More than 5,000 farms with greenhouses, nurseries and stables where drowned animals are counted and tens of thousands of flooded hectares of vineyards, kiwis, plums, pears, apples, vegetables and cereals and agricultural product processing facilities have ended up under water. These are the findings of Coldiretti’s monitoring of the effects of the flooding in Romagna, where there are missing persons and victims even among farmers.
“There are difficulties,” Coldiretti stresses, “also in guaranteeing the feeding of livestock also because forage has been compromised and there is a lack of water to water them in the hilly areas with problems of viability due to damage to rural infrastructure caused by landslides and landslips. The hardest hit sector is the fruit and vegetable sector with the slow runoff of water left in orchards ‘suffocating’ tree roots until they rot, with the risk of entire plantations disappearing and taking years before becoming productive again.”

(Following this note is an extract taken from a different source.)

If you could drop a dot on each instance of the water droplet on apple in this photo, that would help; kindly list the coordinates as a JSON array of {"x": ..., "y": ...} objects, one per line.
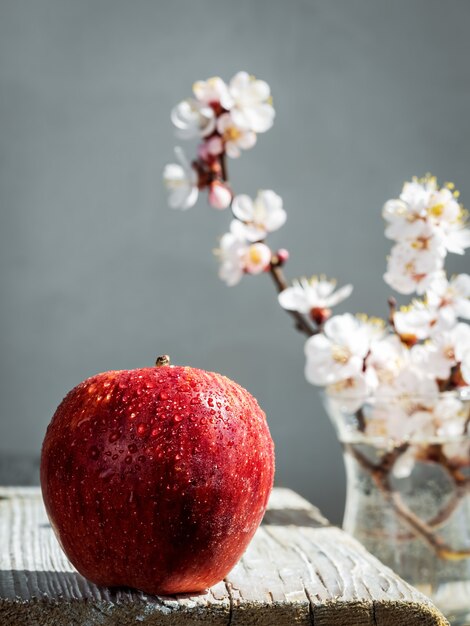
[{"x": 114, "y": 436}]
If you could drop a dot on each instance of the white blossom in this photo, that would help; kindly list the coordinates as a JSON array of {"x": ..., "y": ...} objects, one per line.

An entire supply chain made up of agriculture and the fruit and vegetable processing companies that make Romagna the Italian ‘fruit valley,’ with the gross saleable production of fruit and vegetables worth 1.2 billion euros in the region, is at risk of being sent into crisis. The damage is therefore incalculable pending the runoff of the waters that have invaded the region’s valuable orchards and vegetables, rural houses, farms with tractors and machinery covered in mud.
“Now the priority is to save human lives, but immediately it is necessary to put in place every useful action aimed at economic and productive recovery because the very survival of hundreds of businesses and the workers who depend on them is at stake,” said Coldiretti President Ettore Prandini in appreciating the measures to suspend obligations in tax and social security contributions and for legal proceedings announced by the government.